Is Apple's iPhone 6s doing a good job converting Android users? Image Source: Flickr user Kārlis Dambrāns

Apple (AAPL -2.19%) CEO Tim Cook has been forthright about his plans to grow iPhone revenue. While the overall smartphone market is slowing, Cook is looking to grow in developed markets by winning market share. On Apple's conference calls, Cook makes a point of discussing "Android Switchers," converts from Alphabet's (GOOGL -1.82%) (GOOG -1.80%) open-source ecosystem.

When it comes to mature markets, there's still no country more important than the United States. Cook indirectly gave insight into the U.S.'s contribution to Apple's top line when addressing currency fluctuations by noting that 66% of revenue came from abroad. The U.S. may not be as important as it once was, but the country's 34% revenue share is still Apple's largest. Although the majority of growth is coming from China, the Middle Kingdom only represented 24% of the company's revenue haul last quarter.

So as Apple's largest country by revenue, Apple's iPhone performance in the United States matters. This is why investors should take note of the most recent quarterly survey from comScore, which points to a tougher path forward for Apple's iPhone in the U.S. than Cook may care to admit.

Apple's user base market share contracted
According to comScore's data, Apple experienced a sequential decline in share of total U.S. smartphone subscribers in the last three months of 2015 versus the prior quarter. In comScore's survey conducted over the three months ended September, 43.6% of total U.S. smartphone subs were iPhone/iOS customers. In comScore's December survey, that number dropped 0.7 percentage points to 42.9%. Picking up Apple's lost market share was a host of Android vendors, most notably Samsung, which increased its market share by 0.8 percentage points from 27.6% in September's quarter to 28.4% in December. Alphabet's Android increased its operating-system market share 1 full percentage point to 53.3% in the December quarter.

Apple's market share loss is notable on two levels. First, Apple historically overperforms in the last calendar quarter of the year as its new units are released in late September and are among the most-desired holiday presents. For Apple to lose market share during this period to Samsung, which presented no high-end models in the U.S. during that period, is interesting.

Additionally, although 0.7 percentage points seems like a small figure, comScore measures changes in user base. Unlike market share surveys which measure unit shipments, user base surveys include existing subscribers. While unit shipment surveys generally vary from quarter to quarter because of seasonality and new products, user-base surveys migrate slower but are more reflective of the overall landscape.

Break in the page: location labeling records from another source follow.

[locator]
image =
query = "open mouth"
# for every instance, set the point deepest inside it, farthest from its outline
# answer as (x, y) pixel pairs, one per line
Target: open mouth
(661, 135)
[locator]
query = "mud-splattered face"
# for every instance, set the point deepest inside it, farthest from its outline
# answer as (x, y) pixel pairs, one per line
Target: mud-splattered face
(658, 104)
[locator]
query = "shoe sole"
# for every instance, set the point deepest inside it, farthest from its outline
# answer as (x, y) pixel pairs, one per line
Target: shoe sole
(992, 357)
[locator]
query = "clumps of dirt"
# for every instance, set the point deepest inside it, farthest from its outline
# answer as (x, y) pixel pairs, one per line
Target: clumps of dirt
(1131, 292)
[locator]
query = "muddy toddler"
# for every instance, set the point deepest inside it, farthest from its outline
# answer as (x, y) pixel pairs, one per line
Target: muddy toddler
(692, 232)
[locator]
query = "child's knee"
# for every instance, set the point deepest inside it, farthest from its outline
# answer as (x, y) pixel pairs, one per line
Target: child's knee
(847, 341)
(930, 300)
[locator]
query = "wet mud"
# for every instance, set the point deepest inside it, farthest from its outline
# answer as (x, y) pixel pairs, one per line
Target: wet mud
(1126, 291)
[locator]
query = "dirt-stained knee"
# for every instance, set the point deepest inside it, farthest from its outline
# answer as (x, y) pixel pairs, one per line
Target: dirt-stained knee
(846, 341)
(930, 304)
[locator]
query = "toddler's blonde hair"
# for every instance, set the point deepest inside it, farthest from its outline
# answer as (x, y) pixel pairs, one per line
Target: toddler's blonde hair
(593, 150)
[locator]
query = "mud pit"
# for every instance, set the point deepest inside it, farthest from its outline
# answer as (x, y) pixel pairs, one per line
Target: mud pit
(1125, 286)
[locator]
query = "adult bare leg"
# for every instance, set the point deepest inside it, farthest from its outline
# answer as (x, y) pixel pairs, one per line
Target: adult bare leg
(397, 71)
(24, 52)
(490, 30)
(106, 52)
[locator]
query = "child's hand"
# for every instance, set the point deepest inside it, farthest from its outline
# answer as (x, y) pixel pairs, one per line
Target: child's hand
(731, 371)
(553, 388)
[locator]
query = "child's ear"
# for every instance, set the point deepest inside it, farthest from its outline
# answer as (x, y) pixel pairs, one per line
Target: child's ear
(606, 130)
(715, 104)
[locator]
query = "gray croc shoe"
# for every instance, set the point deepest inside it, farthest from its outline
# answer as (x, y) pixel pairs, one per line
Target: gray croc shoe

Simply put, a 0.7-percentage-point operating-system drop flies in the face of Cook's record-high Android Switchers commentary that Cook makes a point to mention on every earnings call. In the recently completed first fiscal quarter, Cook reported a greater number of Android switchers than ever before.

Cook and comScore are reporting two different types of data
To be fair to Cook, there's data mismatch between the figures he conveys and comScore's data that could explain these differences. The big difference is that Cook is reporting worldwide results. China in particular has seen a surge in Apple conversions to the detriment to Android-forked providers. Second, comScore's data is for subscribers over age 13. It's possible (but unlikely) that Apple has a lock on the pre-teen market that would boost its reported switch rate while remaining unreported in comScore's survey.

Finally, user-base calculations include new smartphone users, 5 million additional U.S. users in the December quarter according to comScore, while Apple's switch rate percentage is based on existing users. Any wide-scale differences of buying behavior between new users and existing smartphone owners would result in different results between Cook's proclamations and comScore's report. It stands to reason that at this point, new U.S. smartphone users are tech-and-change-averse laggards and are more concerned with price points than features and user experience -- these consumers are a more natural fit for Android's high-end handset manufacturers.

That said, it will be interesting to see Cook's commentary on Android Switchers going forward.